Predicts by averaging the 10 nearest listings in feature space, distance-weighted. No training phase; pays the cost at inference time. Struggles as categorical cardinality and feature dimensionality grow.

Linear Baselines

Ridge

L2-regularized linear regression

Linear regression with L2 (squared coefficient) penalty — shrinks all coefficients toward zero. Useful as a sanity-check baseline: quantifies how much of the variance is linearly explained before we invoke non-linear models.

Lasso

L1-regularized · sparse

Linear regression with L1 (absolute coefficient) penalty. Drives unimportant coefficients to exactly zero, giving implicit feature selection.

ElasticNet

L1 + L2 blend

Blends Lasso (L1) and Ridge (L2) penalties. Handles correlated features more gracefully than pure Lasso (which arbitrarily picks one of a correlated pair).

Linear SVR

ε-insensitive loss

Support vector regression with a linear kernel. Optimizes an ε-tube (ignores errors below ε, penalizes errors outside) rather than squared error — different loss geometry, comparable expressiveness to Ridge.

Linear Regression

Plain OLS · no regularization

Classical ordinary least squares. The null hypothesis against which every more complex model must justify its complexity.

Methodology
Target
log_unit_price = ln(price_vnd / area_m2)
Evaluation
5-fold stratified cross-validation (quantile-binned target)
Dataset
81K+ Vietnamese real estate listings, 44 features (21 numeric + 7 categorical + 16 binary) after LLM price-quality filter
Source
batdongsan.com.vn, nationwide coverage
Tuning
Optuna TPE sampler, 50 trials with inner 3-fold CV for LightGBM and CatBoost
Statistical tests
Nadeau-Bengio corrected t-test with Cohen's d effect size
Refresh
Model and dataset retrained monthly by a scheduled job on our infrastructure: refresh the feature view → export → retrain with the winning config → RMSE/row-count gate → deploy (bounces the warm inference container onto the fresh model).

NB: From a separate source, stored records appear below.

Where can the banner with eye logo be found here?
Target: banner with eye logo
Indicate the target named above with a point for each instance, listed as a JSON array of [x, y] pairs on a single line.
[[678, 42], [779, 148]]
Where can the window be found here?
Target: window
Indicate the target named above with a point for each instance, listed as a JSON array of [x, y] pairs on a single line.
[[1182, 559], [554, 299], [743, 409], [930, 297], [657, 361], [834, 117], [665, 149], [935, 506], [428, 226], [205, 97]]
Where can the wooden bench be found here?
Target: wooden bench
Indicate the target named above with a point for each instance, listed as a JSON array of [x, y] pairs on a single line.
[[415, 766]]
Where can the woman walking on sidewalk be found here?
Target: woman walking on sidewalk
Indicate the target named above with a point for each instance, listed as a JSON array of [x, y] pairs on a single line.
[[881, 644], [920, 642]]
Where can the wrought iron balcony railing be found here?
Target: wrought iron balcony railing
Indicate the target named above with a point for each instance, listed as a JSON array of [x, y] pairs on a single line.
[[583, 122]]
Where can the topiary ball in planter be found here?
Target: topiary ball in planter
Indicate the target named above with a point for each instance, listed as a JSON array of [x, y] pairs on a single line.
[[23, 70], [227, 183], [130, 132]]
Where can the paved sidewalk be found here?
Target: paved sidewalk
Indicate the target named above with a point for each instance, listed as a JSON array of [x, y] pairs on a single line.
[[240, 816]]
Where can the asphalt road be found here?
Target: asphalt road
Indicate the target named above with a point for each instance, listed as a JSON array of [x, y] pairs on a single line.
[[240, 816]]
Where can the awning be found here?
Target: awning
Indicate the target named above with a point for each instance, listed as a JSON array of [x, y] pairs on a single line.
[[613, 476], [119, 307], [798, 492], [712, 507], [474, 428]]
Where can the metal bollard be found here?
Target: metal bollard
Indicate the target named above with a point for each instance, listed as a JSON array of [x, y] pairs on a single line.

Cross-validation MAPE (mean) differs from production MdAPE (median): MdAPE = 14.8% on 81K listings with CatBoost depth=10 (verified 2026-04-15). Legacy runs on the 90K / 19-feature dataset are retained for family comparison.

Currently deployed: CatBoost (depth=10, autoresearch-tuned) for fast inference. TabICL (foundation model) available as an alternative.